I've been having difficulty getting past a problem which caused me to not commit any code the past few days as I simply read and learned instead.

But I've conquered it! Wahey!

Essentially, I was trying to figure out how to tie my Main -> State -> Editor -> World -> TileList -> Tile structure together such that the children had no knowledge of the parent and the parents blindly passed signal context (events) to the child. This allowed Tile to listen for a click and update itself within TileList.

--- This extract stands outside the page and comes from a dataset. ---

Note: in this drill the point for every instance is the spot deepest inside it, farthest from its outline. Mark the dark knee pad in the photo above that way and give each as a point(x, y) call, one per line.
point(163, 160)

This is due to Elm being a functional language which doesn't have state on objects, simply functions and data. It makes everything a lot easier, once you've got your head around a couple of concepts. It is a language in early and rapid development so I'm sure this will improve.

Anyhoo, here's a gif of the initial editing a world (along with a mouse position bug due to image overlays).

jellyislovely9 years ago

@saluk I have a fairly complete game design in my head, but I'm not writing anything down yet just to let it be fluid based on what is possible. So half and half at the moment.

I'm really enjoying the way functional works. It is a little confusing at first doing it without traditional state, but you obviously have initial data and it can be saved and loaded as json. But have a look into the timetravel debugger to see the full power of this style, it's pretty mind blowing. And try the mario demo of that.

saluk9 years ago

Man, I get how functional languages work, we did a little bit of lisp in one of my classes. I can't imagine writing a game without state though! Have you figured out your concept yet, or are you still mostly seeing what you can do from the technical side first?

Thanks for sharing about Elm, it's always fun to see new ways to build things.